Uma definição divulgada pelo grupo californiano Saturnia Regna define o “poliamor” como “muitos amores ou um amor compartilhado entre muitas pessoas. A palavra tem sido usada pelo menos desde o início do século XX para descrever a escolha de amar mais de uma pessoa ao mesmo tempo. Esta forma responsável de não-monogamia não implica clandestinidade nem traição. O poliamor consiste em acordos mútuos com pessoas que você ama, mantendo tudo aberto e tratando as pessoas amadas de uma forma ética, consensual e comprometida”.
A palavra-chave nesta descrição é “não-monogamia”, ou seja, a manutenção estável de envolvimento sexual com mais de uma pessoa. O resto da definição parece até compatível com o mandamento de amar a todos: afinal, quem não concorda que devemos “tratar as pessoas amadas de forma ética, consensual e comprometida”?
O que não é muito claro é o que significa, exatamente, essa “responsável
não-monogamia” que o “poliamor” propõe. A mídia ocasionalmente retrata o caso
de pessoas “descoladas” que vivem suas “relações abertas” compartilhando
a supervisão dos deveres escolares dos filhos, e situações do tipo. Soa
“discreto e inofensivo” para a nossa modernidade. Mas há outros lados no
“poliamor”.
O grupo Saturnia Regna, por exemplo, está anunciando nos Estados Unidos um programa de férias de verão “em um lindo resort do norte da Califórnia com uso opcional de roupa”. Em tal ambiente, a “comunidade poliamor” pode aprimorar habilidades como “a clarificação e a expressão de desejos, a gestão dos ciúmes, a expansão e o aprofundamento da intimidade e do relacionamento multi-parceiros”.
Esta proposta apresenta uma perspectiva de “exercícios interativos” em um contexto “propício para a expressão sensual em um grau não possível na maioria dos ambientes comuns”. A interpretação de que os participantes desses encontros não apenas correm nus ao ar livre, mas também “se engajam em interações afetivas com múltiplos parceiros, podendo, até, fazer amor à vista dos outros” é pouco exagerada (fica a dica de cuidado para os adeptos puritanos do poliamor...).

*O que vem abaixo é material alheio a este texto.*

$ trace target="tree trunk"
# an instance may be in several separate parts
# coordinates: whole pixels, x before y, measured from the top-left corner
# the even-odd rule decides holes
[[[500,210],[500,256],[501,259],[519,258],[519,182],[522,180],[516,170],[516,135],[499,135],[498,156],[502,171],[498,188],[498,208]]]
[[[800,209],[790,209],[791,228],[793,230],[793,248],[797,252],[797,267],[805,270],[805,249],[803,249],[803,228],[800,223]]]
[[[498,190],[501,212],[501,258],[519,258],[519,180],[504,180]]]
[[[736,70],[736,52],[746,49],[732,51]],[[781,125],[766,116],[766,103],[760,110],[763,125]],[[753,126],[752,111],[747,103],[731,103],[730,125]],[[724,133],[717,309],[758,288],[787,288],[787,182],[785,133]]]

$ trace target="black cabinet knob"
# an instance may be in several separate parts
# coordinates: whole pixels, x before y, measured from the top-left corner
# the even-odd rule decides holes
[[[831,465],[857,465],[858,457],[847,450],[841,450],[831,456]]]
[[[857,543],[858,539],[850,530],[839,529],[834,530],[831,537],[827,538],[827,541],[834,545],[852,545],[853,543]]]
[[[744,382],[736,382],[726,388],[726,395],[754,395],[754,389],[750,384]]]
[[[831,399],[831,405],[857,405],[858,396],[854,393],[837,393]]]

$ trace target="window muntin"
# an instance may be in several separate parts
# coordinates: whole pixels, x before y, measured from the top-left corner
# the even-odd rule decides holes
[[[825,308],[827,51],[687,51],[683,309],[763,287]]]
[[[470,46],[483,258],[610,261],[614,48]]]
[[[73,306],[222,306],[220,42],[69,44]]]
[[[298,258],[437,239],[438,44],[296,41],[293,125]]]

A propaganda chega inclusive a pincelar certo caráter de "virtude" nessa postura:
“A interação social no ambiente de uso opcional de roupas exige que as pessoas sejam mais respeitosas do que nos contextos comuns – e não menos. O poliamor e os relacionamentos abertos demandam que as pessoas sejam mais sensíveis aos sentimentos e desejos das pessoas com quem interagem – e não menos. Explorar o poliamor exige um nível mais alto de confiança, honestidade, vulnerabilidade emocional e disposição para enfrentar sentimentos desconfortáveis do que é exigido em relacionamentos mais convencionais. Se você não é uma pessoa disposta e capaz de se comportar desta maneira, este evento provavelmente não é para você”.

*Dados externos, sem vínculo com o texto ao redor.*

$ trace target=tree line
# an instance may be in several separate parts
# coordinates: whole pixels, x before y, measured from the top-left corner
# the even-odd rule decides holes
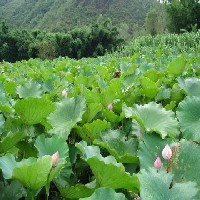
[[[3,22],[0,28],[0,61],[101,56],[116,50],[124,42],[118,34],[109,20],[67,33],[11,29]]]

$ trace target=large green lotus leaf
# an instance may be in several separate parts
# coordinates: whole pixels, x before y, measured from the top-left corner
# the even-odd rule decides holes
[[[30,163],[22,161],[20,166],[13,169],[12,178],[31,190],[37,190],[47,184],[51,169],[51,156],[43,156]]]
[[[40,123],[53,112],[55,105],[46,98],[29,97],[18,100],[14,108],[24,124],[33,125]]]
[[[106,120],[97,119],[92,123],[86,123],[83,127],[76,126],[77,133],[81,138],[87,142],[93,142],[93,140],[98,139],[102,131],[110,128],[110,123]]]
[[[178,79],[179,87],[190,96],[200,97],[200,79],[198,78],[188,78],[188,79]]]
[[[108,156],[99,160],[91,157],[87,160],[95,178],[100,187],[109,187],[113,189],[124,188],[133,192],[138,192],[139,181],[136,174],[132,176],[125,171],[122,164],[114,164],[113,157]]]
[[[25,132],[9,132],[6,137],[3,138],[2,141],[0,141],[0,154],[5,153],[9,149],[11,149],[25,136]]]
[[[100,139],[93,142],[95,145],[107,149],[118,162],[133,163],[138,162],[137,147],[138,141],[130,138],[127,140],[119,130],[109,130],[100,135]]]
[[[65,98],[57,103],[56,110],[48,117],[53,129],[51,133],[68,138],[71,128],[82,120],[85,111],[85,99],[81,96]]]
[[[66,159],[68,157],[68,145],[66,141],[58,135],[53,135],[51,138],[45,138],[44,135],[37,137],[35,147],[39,152],[39,157],[50,155],[58,151],[59,158]]]
[[[177,108],[177,117],[183,137],[200,142],[200,98],[186,97]]]
[[[144,134],[139,143],[138,157],[140,159],[140,168],[148,169],[153,167],[156,158],[159,156],[163,167],[167,168],[167,161],[162,158],[162,150],[166,144],[170,145],[170,139],[162,140],[157,134]]]
[[[15,157],[12,154],[6,154],[0,157],[0,168],[3,172],[3,177],[5,179],[10,179],[12,177],[12,172],[18,163],[15,161]]]
[[[61,187],[56,185],[62,197],[66,199],[79,199],[89,197],[94,189],[88,188],[85,185],[77,184],[75,186]]]
[[[165,138],[167,135],[179,135],[178,122],[172,111],[165,110],[161,104],[150,102],[134,107],[123,106],[126,117],[135,118],[147,132],[155,131]]]
[[[168,73],[174,76],[181,75],[185,70],[186,61],[184,57],[172,60],[168,65]]]
[[[117,163],[113,156],[102,157],[99,147],[87,146],[86,142],[77,143],[76,146],[84,154],[96,178],[97,186],[138,192],[139,181],[136,174],[131,176],[127,173],[124,166]]]
[[[20,98],[39,98],[42,94],[42,88],[36,82],[25,83],[24,85],[17,86],[17,94]]]
[[[26,191],[18,181],[12,181],[10,185],[0,183],[1,200],[18,200],[26,196]]]
[[[99,188],[90,197],[80,198],[80,200],[126,200],[126,197],[122,193],[116,193],[111,188]]]
[[[141,199],[197,200],[195,197],[198,189],[195,182],[176,183],[171,188],[173,174],[165,170],[159,172],[155,168],[141,170],[138,177]]]
[[[102,105],[100,103],[89,103],[87,109],[82,117],[82,122],[88,123],[97,115],[98,112],[102,110]]]
[[[200,188],[200,146],[194,142],[182,140],[175,155],[172,162],[174,181],[193,181]],[[200,190],[198,199],[200,199]]]
[[[149,98],[154,98],[158,94],[159,88],[155,82],[147,77],[142,77],[140,81],[142,86],[141,93],[143,95]]]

O esforço para revestir uma orgia com matizes de “escola de sensibilidade” pode ser hilário por um lado, mas, por outro, é uma mostra perturbadora do futuro possível das relações sexuais reguladas só pela aparência de “amor”. O “poliamor” afirma que os seus “relacionamentos não-monogâmicos” são apenas “outra maneira de amar”. Mas não esclarece qual é a definição de “amor” em que tenta se basear.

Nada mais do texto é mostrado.